Sembra che a questo punto si possa concludere affermando che una efficace valutazione dello SLC si ottiene descrivendo come i lavoratori percepiscono l’organizzazione del loro lavoro, è proprio questa percezione che esercita una notevole influenza sul clima di lavoro nell’azienda, sul rendimento dei lavoratori e sulla redditività del processo lavorativo. La valutazione dei rischi in generale e dello SLC in particolare deve prendere avvio dall’esperienza del gruppo omogeneo di lavoratori che finalmente non delega, partecipa, all’analisi e riprogettazione del proprio lavoro, assumendosi la responsabilità della tutela della propria salute. Questa impostazione metodologica può trasformare il momento valutativo in un efficace sistema di gestione del rischio. La formazione/valutazione che abbiamo descritto sembra essere lo strumento più adatto a coinvolgere preventivamente i lavoratori nella valutazione dei rischi in generale e del rischio SLC in particolare: può sostituire od affiancarsi, per completare la valutazione, all’uso di interviste libere o semi-strutturate, focus group o questionari.

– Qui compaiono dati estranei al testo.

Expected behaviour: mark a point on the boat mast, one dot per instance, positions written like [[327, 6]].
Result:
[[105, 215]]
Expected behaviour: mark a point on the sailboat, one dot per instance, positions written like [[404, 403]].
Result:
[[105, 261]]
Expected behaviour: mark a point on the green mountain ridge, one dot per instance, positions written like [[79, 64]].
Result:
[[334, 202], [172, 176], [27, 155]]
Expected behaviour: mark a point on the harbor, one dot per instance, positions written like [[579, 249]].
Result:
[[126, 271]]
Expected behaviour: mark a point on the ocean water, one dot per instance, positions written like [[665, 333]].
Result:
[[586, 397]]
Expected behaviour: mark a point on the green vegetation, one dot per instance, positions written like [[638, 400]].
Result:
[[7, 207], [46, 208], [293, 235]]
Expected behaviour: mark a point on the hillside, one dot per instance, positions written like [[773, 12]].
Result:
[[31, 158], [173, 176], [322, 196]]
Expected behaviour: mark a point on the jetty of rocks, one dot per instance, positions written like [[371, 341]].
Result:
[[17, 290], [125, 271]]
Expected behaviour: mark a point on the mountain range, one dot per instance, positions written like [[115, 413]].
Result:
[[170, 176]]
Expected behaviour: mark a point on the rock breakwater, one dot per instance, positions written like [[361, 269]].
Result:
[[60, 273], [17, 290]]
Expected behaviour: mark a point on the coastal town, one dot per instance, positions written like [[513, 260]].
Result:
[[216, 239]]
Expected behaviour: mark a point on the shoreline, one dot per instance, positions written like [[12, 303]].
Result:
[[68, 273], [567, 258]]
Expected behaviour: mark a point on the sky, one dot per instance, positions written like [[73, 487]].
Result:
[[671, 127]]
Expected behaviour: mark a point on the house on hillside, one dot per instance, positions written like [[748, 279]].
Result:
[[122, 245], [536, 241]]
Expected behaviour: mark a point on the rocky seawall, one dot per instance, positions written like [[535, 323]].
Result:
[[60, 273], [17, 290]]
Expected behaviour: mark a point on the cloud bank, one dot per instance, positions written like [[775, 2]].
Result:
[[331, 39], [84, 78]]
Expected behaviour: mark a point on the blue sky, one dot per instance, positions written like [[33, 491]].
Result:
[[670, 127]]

Uno degli elementi di debolezza degli strumenti maggiormente utilizzati per la valutazione dello SLC viene indicato dall’uso di strumenti standardizzati; che se da un lato permettono di dare tranquillità alle aziende circa la conformità della valutazione con il metodo suggerito dalle linee guida INAIL, dall’altro non tengono conto delle innumerevoli differenze che esistono tra settori e situazioni lavorative differenti (es. tra una scuola e un’azienda metalmeccanica, tra operai e impiegati). L’utilizzo della formazione/valutazione, in fase preliminare, oltre a realizzare o integrare la valutazione approfondita, permette di apprezzare le differenze tra gruppi omogenei diversi nella stessa azienda e tra aziende appartenenti a settori produttivi differenti.